All signs pointed to an impending disaster. Kayden's mother, Alisha, was 12 when he was conceived and 14 when he died. Melissa Branham, her mother, had custody of Alisha, but social workers were concerned she was abusing drugs. Alisha herself had tested positive for marijuana.
The utilities had been cut off at Melissa Branham's home. So, Alisha, Kayden and Kayden's father had moved to a trailer rented by Alisha's father, Larry Branham, where methamphetamine was being produced.
Larry Branham has acknowledged once being addicted to pain medication, but he says that with treatment, he no longer has a problem. His ex-wife, Melissa, told social workers shortly before Kayden died that she suspected Larry Branham was involved with drugs.
Kayden's life was in danger from the moment he was conceived.
In Kentucky, we know that almost two-thirds of the substantiated cases of abuse and neglect of children involve caretakers with substance abuse problems. But the state has no effective way to address the substance abuse.

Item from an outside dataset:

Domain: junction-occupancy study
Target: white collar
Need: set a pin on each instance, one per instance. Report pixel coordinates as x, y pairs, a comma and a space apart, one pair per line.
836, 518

If we had chosen to look, we could have watched this disaster coming down the road, even if we might not have precisely predicted the moment of impact or known exactly what form the wreck would take.
"We have no way to offer them treatment," Patricia Wilson, the head of the state's child protection unit, told a legislative committee last week.
She was talking about the tens of thousands of adults in Kentucky in the social welfare system who have known substance abuse problems and are responsible for children.
Like the adults around Kayden.
Although social workers asked his grandmother, Melissa Branham, to take voluntary drug tests, she said she couldn't afford them. Eventually, the state offered to pay for the screenings, but she either didn't show up or provided samples that appeared to have been altered. It's not at all clear she would have had access to effective drug abuse treatment if she had tested positive.
As the Herald-Leader's Beth Musgrave and Bill Estep reported last Sunday, the Cabinet for Health and Family Services has two substance abuse programs — which operate in only 11 of Kentucky's 120 counties — for treating parents accused of abuse and neglect. There's also very little money to help parents pay for court-ordered drug screening.
The situation has gotten worse through the recent onslaught of economic stress and budget cuts. The cabinet will face an uphill battle reversing that trend. Money can't solve every problem, but it could go a long way toward improving the chances for thousands of children like Kayden in Kentucky.
As long as Kentucky pinches its pennies on drug screening and treatment, children like Kayden will live in danger.
Their deaths may not be as horrific as the scalding throat and lungs that killed him, but there's no question their innocent lives are on a collision course.